Summarize Argument: Phenomenon-Hypothesis
The author concludes that to be safe from attack, people should stay home whenever possible. Why? Because news media cover more violent crime than they used to, meaning violent crime has increased dramatically.
Notable Assumptions
The author assumes media cover more violent crime because that crime is much more prevalent, and not for any other reason. In addition, he assumes people are less likely to be victims of violent crime when they stay at home.
A
Newspapers and televised news programs have more comprehensive coverage of violent crime than newspapers did in the old days.
This challenges the assumption that violent crime receives more coverage because it’s out of control. Since media today cover crime more comprehensively, an increase in coverage does not necessarily mean an increase in crime.
B
National data show that violent crime is out of control everywhere, not just in the author’s city.
This expands the scope of the conclusion, but provides no reason to question it. It implies people should stay home across the entire country, not just in the author’s city.
C
Police records show that people experience more violent crimes in their own neighborhoods than they do outside their neighborhoods.

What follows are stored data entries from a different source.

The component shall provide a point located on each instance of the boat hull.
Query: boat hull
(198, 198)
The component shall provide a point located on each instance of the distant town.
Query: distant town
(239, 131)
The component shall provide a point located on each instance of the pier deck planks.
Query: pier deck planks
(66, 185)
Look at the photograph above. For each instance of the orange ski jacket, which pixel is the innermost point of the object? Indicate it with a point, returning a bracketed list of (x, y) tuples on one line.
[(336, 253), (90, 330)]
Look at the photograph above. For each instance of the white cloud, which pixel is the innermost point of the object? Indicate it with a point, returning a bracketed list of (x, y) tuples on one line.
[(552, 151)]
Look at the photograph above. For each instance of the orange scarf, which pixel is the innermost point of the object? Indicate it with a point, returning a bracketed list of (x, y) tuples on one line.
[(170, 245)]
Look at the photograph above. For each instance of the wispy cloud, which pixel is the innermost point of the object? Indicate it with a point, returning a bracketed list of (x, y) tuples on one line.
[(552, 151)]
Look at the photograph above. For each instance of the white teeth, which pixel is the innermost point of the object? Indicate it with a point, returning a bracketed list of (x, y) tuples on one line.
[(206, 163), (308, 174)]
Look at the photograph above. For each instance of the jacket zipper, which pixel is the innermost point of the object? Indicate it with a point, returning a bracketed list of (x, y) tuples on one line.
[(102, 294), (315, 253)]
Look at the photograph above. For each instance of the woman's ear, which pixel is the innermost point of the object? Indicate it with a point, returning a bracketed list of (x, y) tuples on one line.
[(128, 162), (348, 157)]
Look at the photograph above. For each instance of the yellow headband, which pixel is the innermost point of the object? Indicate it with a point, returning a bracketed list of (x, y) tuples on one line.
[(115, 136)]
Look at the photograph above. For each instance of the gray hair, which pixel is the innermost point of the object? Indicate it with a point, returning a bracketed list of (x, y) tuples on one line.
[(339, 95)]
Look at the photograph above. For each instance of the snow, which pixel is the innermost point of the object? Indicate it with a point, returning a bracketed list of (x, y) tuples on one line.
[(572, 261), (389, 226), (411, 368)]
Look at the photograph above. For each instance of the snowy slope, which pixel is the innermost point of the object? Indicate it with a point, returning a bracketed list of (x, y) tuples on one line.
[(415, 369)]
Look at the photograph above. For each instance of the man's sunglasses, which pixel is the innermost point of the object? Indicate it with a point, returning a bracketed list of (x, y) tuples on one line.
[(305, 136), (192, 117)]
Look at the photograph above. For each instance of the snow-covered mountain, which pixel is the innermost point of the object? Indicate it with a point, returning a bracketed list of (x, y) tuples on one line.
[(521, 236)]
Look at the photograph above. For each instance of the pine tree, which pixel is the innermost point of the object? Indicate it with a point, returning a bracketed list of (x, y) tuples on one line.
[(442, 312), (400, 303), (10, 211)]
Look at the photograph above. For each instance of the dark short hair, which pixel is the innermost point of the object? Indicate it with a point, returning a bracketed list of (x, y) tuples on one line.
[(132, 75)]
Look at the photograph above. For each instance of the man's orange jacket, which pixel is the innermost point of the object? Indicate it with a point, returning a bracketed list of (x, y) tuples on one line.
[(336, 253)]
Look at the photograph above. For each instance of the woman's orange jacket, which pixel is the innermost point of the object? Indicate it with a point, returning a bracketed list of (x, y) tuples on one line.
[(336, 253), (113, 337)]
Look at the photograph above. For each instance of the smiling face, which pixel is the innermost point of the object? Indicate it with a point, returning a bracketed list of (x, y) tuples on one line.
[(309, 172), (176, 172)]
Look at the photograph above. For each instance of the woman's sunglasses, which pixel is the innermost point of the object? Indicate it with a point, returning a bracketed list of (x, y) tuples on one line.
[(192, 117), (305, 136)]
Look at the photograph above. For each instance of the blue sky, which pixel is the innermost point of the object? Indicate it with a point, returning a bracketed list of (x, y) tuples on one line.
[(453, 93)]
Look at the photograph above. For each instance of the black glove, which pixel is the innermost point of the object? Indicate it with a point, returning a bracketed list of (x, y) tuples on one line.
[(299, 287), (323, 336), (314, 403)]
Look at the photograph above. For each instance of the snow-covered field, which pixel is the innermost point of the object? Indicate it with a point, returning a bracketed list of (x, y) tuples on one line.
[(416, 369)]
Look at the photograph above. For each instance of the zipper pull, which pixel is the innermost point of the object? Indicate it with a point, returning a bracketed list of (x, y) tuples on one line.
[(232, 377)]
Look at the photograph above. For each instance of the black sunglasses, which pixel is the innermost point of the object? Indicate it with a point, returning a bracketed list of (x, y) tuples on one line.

This doesn’t say people are more likely to experience violent crime when they are at home. The author recommends people stick to their homes, not stick to their own neighborhoods when they go out.
D
Murder comprised a larger proportion of violent crimes in the old days than it does today.
This doesn’t say murder rates have decreased. It’s possible other types of violent crime have simply increased more than the murder rate.
E
News magazines play a more important role today in informing the public about crime than they did in the old days.
This doesn’t say newspapers and televised news over-report violent crime. News magazines may report the same amount of violent crime, even if that reporting is more important than it used to be.